2012, ces aides de l’État auront totalement disparu. La rigueur budgétaire est

imposée aux éleveurs, alors que l'IFCE (ex-Haras nationaux), ne voit son budget

réduit que de 2,5% : 55 millions d’euros pour l’IFCE, 1 million d’euros pour

les éleveurs ! Cherchez l’erreur. Les conséquences pour notre filière sont

catastrophiques. Le monde de l’élevage se sent trahi et floué. En même temps

que la disparition programmée des primes, c'est aussi celle de bon nombre

d’éleveurs qui est inéluctable. En conséquence, tous les concours d’élevage qui

font le ciment de nos associations régionales d’éleveurs vont être désertés et

ces associations régionales devenir obsolètes. L’équitation est, à ce jour, un

sport pourvoyeur de médailles qui continue à se développer, ce sera donc la

porte ouverte aux importations en masse de chevaux étrangers. La France fera

alors la part belle à ses concurrents européens, alors même que les chevaux

Selle Français, pôle d’excellence de notre élevage national, brillent

aujourd'hui sur tous les terrains de compétition du monde, porteurs d’une image

internationalement reconnue des cavaliers du monde entier. La volonté du

ministère de l’Agriculture est-elle de voir nos cavaliers français remontés

comme les cavaliers grecs, turcs ou saoudiens, uniquement par des chevaux

étrangers nés en Allemagne, en Belgique ou en Hollande, provenant donc des

élevages de nos concurrents actuels ? Cherche-ton,  au gouvernement, l’anéantissement d’un siècle

de sélection du cheval de sport français ? C’est toute l’industrie du cheval en

France qui va pâtir de ces mesures catastrophiques, ainsi que toute l’économie

indirecte générée par l’élevage dans nos régions agricoles qui va vers une

récession volontairement programmée par les pouvoirs publics.
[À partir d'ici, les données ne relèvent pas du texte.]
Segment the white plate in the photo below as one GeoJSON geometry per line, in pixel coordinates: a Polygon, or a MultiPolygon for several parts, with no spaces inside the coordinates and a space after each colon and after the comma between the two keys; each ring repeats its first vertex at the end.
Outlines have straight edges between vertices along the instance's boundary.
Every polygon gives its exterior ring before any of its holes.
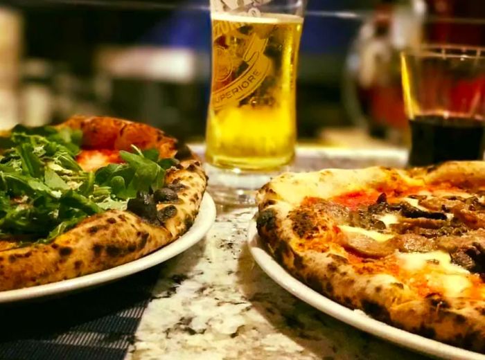
{"type": "Polygon", "coordinates": [[[454,360],[485,360],[485,355],[394,327],[369,317],[362,312],[342,306],[312,290],[293,278],[266,251],[258,236],[254,221],[252,221],[249,226],[248,244],[256,262],[272,279],[297,298],[330,316],[376,336],[430,355],[454,360]]]}
{"type": "Polygon", "coordinates": [[[205,193],[192,227],[177,240],[157,251],[127,264],[98,273],[16,290],[0,291],[0,303],[43,298],[99,285],[146,270],[184,251],[201,240],[215,220],[215,206],[205,193]]]}

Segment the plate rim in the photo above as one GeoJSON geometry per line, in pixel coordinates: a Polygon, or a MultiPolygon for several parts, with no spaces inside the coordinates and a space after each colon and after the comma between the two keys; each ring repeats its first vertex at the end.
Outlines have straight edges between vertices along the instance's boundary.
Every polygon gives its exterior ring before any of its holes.
{"type": "Polygon", "coordinates": [[[394,344],[427,355],[451,360],[485,360],[485,355],[432,340],[376,320],[353,310],[315,291],[294,278],[264,248],[252,219],[247,245],[261,269],[286,291],[302,301],[340,321],[394,344]]]}
{"type": "Polygon", "coordinates": [[[139,259],[78,278],[0,291],[0,304],[44,298],[102,285],[143,271],[185,251],[202,240],[215,222],[215,204],[206,192],[191,228],[175,241],[139,259]]]}

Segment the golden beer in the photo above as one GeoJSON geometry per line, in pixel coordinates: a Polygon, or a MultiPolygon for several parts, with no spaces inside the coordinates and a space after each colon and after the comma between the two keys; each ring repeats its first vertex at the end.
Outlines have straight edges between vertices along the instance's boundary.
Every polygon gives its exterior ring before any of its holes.
{"type": "Polygon", "coordinates": [[[302,25],[295,15],[213,15],[209,163],[258,170],[292,160],[302,25]]]}

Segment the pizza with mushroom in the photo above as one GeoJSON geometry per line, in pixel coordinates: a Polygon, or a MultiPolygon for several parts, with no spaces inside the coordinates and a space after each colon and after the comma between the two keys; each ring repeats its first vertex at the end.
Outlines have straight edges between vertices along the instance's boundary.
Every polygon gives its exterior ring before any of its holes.
{"type": "Polygon", "coordinates": [[[191,226],[206,177],[145,124],[76,116],[0,137],[0,291],[134,260],[191,226]]]}
{"type": "Polygon", "coordinates": [[[288,173],[258,204],[268,251],[315,290],[485,352],[485,162],[288,173]]]}

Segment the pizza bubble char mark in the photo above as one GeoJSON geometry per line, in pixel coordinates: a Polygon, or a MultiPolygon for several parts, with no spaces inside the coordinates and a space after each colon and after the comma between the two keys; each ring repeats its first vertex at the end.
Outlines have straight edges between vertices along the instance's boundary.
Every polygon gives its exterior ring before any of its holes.
{"type": "Polygon", "coordinates": [[[484,194],[483,161],[287,173],[259,190],[259,216],[273,216],[257,228],[325,296],[485,353],[484,194]]]}

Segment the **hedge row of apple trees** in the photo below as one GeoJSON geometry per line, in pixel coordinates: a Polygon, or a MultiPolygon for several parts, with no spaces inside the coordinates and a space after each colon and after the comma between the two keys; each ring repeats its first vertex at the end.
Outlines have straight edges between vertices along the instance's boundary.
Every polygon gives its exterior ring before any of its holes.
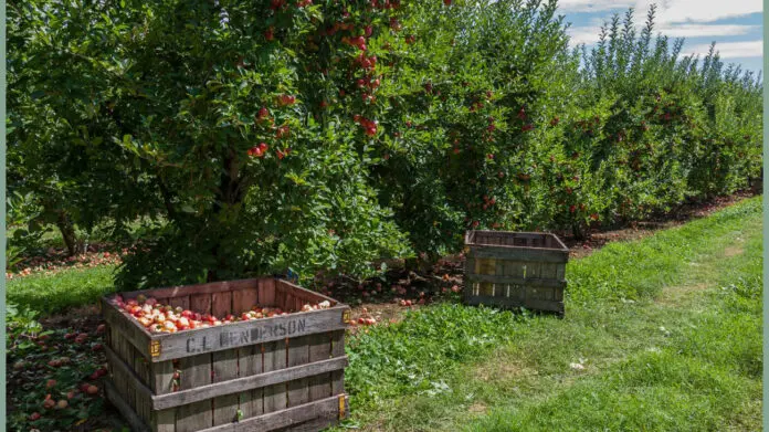
{"type": "Polygon", "coordinates": [[[125,287],[366,276],[467,229],[584,235],[746,187],[760,76],[681,56],[653,13],[588,51],[555,1],[9,4],[17,240],[55,224],[76,253],[106,224],[140,251],[125,287]]]}

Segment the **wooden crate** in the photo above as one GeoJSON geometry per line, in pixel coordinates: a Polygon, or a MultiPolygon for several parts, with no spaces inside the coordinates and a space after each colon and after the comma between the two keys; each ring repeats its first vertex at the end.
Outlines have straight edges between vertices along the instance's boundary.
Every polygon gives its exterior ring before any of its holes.
{"type": "Polygon", "coordinates": [[[465,303],[563,316],[569,249],[554,234],[468,231],[465,303]]]}
{"type": "Polygon", "coordinates": [[[105,390],[135,431],[318,431],[349,412],[348,306],[277,278],[122,293],[126,301],[139,294],[217,316],[255,304],[284,310],[323,301],[331,306],[150,334],[103,297],[110,378],[105,390]]]}

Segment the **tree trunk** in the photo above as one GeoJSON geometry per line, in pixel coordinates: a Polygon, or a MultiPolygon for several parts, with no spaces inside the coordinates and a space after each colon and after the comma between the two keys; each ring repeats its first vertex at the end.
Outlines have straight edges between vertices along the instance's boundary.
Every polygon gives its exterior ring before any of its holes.
{"type": "Polygon", "coordinates": [[[83,243],[78,241],[77,234],[75,233],[75,228],[72,225],[66,212],[63,210],[59,212],[56,226],[59,228],[59,231],[62,232],[62,238],[64,239],[64,244],[66,244],[69,256],[74,256],[83,252],[83,243]]]}

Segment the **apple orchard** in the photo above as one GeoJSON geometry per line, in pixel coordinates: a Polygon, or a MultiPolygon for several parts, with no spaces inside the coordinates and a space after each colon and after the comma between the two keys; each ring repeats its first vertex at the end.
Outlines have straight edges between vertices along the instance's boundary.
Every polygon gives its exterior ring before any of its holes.
{"type": "Polygon", "coordinates": [[[556,2],[9,8],[9,239],[107,226],[124,288],[369,276],[467,229],[577,236],[760,177],[761,81],[556,2]],[[66,65],[66,66],[63,66],[66,65]],[[138,229],[136,228],[138,225],[138,229]]]}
Ce sont des

milliers d'emplois en région qui vont disparaître.  Est-ce cela que le ministère de l’Agriculture

a décidé comme avenir pour nous, éleveurs de chevaux Selle Français à partir de

2011 ? Nos confrères du monde des courses, qui vivent de l'argent du PMU, ne

devraient-ils pas être solidaires des éleveurs de chevaux de sport ? Qui dit

que demain, ce ne sera pas à leur tour de pâtir de la politique désastreuse du

ministère de l'Agriculture qui veut faire des économies à court terme, mettant

en péril toute l'industrie du cheval ? L’A.N.S.F., responsable du stud-book

Selle Français, respectueux du travail de sélection de ses éleveurs, s’insurge

de façon véhémente pour ralentir et endiguer cette politique dévastatrice menée

par la Sous-direction du cheval. Ce constat dramatique est malheureusement

celui de tous les éleveurs de chevaux de sport, de toutes les régions de

France, ils se doivent de sensibiliser leurs élus régionaux sur les méfaits de

cette politique qui les touche directement. L’A.N.S.F. met toute son énergie

pour poursuivre le travail accompli, trouver des solutions pérennes. Nous ne

laisserons pas mourir l’élevage du cheval de sport. Si l’État ne prend en

considération que les états de crise, aurons-nous d’autre choix que de mener

des actions chocs ?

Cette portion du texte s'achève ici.